Microsoft suggested in an advisory posted Sept. 27 that customers running SQL Server 2000 and earlier versions, such as 7.0 and 6.5, should move to its newest release, SQL Server 2005.
Service Pack 2 (SP2) has not yet been released but should appear early next year. The free version of the database, SQL Server 2005 Express Edition, formerly called Microsoft Database Engine (MSDE), will also not be supported by Windows Vista and Longhorn.
Older versions of SQL Server could potentially work on Vista and Longhorn, but Microsoft isn't testing them, said Matthew Stephen, a data platform technical solution professional who works for Microsoft in the U.K. By the time Longhorn server comes out -- scheduled for the second half of 2007 -- SP2 should be well-tested, he said.

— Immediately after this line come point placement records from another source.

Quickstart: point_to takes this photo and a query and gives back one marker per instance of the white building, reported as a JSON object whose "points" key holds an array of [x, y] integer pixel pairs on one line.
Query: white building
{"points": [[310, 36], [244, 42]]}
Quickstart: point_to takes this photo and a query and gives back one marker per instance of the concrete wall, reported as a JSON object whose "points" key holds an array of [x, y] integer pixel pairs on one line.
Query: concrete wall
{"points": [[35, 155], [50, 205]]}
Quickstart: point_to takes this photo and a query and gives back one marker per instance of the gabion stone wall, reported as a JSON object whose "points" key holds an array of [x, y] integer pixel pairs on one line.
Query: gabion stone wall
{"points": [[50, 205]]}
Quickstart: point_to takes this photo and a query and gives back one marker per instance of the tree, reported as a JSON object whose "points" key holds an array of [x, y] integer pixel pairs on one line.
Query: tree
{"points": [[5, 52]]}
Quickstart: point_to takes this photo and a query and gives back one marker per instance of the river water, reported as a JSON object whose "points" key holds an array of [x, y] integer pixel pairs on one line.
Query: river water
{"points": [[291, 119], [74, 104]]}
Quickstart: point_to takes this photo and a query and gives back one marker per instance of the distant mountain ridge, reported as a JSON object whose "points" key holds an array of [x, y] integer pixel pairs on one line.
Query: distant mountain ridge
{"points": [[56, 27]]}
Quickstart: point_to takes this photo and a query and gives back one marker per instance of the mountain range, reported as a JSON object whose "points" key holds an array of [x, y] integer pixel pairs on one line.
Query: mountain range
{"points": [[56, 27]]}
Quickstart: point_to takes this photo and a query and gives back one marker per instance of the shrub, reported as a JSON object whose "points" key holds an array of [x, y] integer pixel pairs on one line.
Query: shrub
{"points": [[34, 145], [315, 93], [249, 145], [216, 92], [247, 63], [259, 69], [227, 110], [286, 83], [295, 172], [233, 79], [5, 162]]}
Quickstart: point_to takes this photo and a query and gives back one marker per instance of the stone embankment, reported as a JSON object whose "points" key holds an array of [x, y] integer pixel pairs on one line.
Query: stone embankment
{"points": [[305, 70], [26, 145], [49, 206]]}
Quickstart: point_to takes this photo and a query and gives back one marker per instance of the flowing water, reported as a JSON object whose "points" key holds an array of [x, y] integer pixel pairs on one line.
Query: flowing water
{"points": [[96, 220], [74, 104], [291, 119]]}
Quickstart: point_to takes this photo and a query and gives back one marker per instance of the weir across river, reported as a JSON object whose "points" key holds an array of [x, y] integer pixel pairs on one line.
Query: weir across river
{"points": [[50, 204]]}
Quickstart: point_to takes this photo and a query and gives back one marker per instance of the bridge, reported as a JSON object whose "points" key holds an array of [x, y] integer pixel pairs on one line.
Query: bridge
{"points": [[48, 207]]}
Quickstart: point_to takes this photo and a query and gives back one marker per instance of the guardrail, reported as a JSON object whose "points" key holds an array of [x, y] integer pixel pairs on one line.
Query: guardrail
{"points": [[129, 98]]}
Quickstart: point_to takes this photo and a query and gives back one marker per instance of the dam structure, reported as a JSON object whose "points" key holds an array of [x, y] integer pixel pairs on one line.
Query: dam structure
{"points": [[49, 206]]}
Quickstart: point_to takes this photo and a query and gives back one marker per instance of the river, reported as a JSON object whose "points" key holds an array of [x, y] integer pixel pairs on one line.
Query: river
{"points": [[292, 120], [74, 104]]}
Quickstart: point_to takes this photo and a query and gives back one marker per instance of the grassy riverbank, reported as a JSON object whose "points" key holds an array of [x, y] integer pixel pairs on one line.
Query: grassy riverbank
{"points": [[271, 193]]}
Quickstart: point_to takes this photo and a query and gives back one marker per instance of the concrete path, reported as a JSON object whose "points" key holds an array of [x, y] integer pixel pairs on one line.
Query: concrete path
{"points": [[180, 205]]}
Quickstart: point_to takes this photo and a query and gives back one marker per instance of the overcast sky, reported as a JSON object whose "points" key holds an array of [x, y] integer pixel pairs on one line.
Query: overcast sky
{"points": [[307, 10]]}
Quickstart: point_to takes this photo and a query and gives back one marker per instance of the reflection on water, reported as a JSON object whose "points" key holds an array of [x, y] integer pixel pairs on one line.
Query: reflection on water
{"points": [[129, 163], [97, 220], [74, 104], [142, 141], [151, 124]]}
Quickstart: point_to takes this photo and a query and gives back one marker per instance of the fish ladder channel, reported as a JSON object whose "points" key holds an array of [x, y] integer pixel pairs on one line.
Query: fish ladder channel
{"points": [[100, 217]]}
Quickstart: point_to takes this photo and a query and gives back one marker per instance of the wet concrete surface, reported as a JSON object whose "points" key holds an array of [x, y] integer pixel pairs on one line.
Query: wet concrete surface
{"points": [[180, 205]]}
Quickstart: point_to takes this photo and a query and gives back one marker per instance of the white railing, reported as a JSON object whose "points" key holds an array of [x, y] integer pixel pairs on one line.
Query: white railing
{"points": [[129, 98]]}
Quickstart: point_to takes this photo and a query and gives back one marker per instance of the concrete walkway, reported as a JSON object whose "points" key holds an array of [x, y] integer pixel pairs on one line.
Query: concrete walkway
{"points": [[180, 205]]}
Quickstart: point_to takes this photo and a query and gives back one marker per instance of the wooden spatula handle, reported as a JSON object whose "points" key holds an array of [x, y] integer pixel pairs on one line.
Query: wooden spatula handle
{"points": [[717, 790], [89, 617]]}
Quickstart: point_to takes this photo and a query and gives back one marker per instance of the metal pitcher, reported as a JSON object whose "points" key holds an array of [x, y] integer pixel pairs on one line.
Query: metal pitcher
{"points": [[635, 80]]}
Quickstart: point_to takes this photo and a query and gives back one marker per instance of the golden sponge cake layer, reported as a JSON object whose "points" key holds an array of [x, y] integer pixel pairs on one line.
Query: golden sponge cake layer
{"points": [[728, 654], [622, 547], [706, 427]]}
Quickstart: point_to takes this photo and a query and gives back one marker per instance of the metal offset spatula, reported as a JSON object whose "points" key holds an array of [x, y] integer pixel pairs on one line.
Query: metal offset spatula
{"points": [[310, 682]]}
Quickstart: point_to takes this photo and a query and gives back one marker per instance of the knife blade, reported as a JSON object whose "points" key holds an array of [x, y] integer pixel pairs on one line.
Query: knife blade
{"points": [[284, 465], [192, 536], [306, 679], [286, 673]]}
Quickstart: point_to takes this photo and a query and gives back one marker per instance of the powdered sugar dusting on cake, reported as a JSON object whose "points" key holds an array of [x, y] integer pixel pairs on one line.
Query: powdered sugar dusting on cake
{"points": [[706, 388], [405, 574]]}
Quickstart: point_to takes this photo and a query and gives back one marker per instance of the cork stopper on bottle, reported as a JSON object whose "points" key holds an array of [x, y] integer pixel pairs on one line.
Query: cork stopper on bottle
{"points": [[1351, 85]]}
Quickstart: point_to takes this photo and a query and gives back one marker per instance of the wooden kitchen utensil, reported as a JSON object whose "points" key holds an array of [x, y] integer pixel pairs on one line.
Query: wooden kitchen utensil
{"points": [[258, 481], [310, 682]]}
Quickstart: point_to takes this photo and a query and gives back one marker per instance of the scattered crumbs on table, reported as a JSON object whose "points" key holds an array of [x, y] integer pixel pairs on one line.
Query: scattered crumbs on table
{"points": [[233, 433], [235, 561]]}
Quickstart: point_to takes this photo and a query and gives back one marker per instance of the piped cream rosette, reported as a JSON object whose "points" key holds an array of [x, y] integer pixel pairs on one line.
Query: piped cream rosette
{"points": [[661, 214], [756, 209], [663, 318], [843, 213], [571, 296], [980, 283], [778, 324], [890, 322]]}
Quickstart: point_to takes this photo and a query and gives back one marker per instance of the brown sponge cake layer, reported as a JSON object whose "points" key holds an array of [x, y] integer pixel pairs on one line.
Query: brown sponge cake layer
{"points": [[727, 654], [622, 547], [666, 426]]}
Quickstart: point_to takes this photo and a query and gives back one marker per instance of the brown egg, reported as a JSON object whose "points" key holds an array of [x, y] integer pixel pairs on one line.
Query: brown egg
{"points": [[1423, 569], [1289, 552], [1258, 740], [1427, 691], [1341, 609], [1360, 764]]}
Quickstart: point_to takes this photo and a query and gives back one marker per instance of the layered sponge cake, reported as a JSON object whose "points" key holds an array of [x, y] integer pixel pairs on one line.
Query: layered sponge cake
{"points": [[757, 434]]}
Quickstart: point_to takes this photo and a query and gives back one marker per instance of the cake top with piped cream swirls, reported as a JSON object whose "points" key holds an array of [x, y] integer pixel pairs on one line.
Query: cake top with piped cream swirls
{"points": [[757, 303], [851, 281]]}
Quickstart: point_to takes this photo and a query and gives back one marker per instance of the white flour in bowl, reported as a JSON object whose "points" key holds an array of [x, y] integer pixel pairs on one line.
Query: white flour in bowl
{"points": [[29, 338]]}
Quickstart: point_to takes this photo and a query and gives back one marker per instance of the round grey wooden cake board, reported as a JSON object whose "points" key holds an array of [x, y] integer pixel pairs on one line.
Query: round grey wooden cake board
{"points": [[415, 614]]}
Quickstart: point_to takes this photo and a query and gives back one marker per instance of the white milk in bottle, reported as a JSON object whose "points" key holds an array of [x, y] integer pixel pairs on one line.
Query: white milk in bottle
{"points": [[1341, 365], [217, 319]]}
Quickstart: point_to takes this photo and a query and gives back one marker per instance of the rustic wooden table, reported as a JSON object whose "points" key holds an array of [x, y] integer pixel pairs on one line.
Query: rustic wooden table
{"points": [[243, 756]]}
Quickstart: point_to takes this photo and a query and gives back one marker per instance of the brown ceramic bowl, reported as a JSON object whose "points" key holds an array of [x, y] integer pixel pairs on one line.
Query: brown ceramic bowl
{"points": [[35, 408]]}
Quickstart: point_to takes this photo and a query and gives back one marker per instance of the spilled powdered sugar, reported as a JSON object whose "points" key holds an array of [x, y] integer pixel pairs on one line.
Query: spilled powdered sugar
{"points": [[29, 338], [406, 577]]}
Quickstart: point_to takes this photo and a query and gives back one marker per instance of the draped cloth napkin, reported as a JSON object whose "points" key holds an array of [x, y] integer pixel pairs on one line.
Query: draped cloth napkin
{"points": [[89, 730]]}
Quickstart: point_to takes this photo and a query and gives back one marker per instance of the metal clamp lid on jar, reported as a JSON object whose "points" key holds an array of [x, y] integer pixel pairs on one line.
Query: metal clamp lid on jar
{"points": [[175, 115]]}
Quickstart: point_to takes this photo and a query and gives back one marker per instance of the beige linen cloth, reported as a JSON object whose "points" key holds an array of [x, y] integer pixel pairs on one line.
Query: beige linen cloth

Microsoft positioned the decision as a way to provide users with better security, saying SQL Server 2005 is designed to take advantage of better security and performance features in the upcoming operating systems.
The move may also be designed to wean people off the older database release, which would be expected since SQL Server 2000 is aging, said David Cartwright, a freelance software developer and database tester in the U.K. "There's going to be a concerted push to get people on [SQL Server] 2005," he said.
SP2 will likely tap into enhancements to Microsoft's .Net development platform as well as in the new OSes, which older versions of the database won't be able to do, Cartwright said. Service packs usually also contain bug fixes.
Mainstream support for versions of SQL Server 2000, including the developer, enterprise and standard editions, is due to end in August 2008. The products will then go into extended support for another five years, according to Microsoft's Web site.
The issue shouldn't be too much of a burden for users. Although Windows Vista is due to debut later this month for business customers, most will wait at least nine months to a year before adopting it, Cartwright said.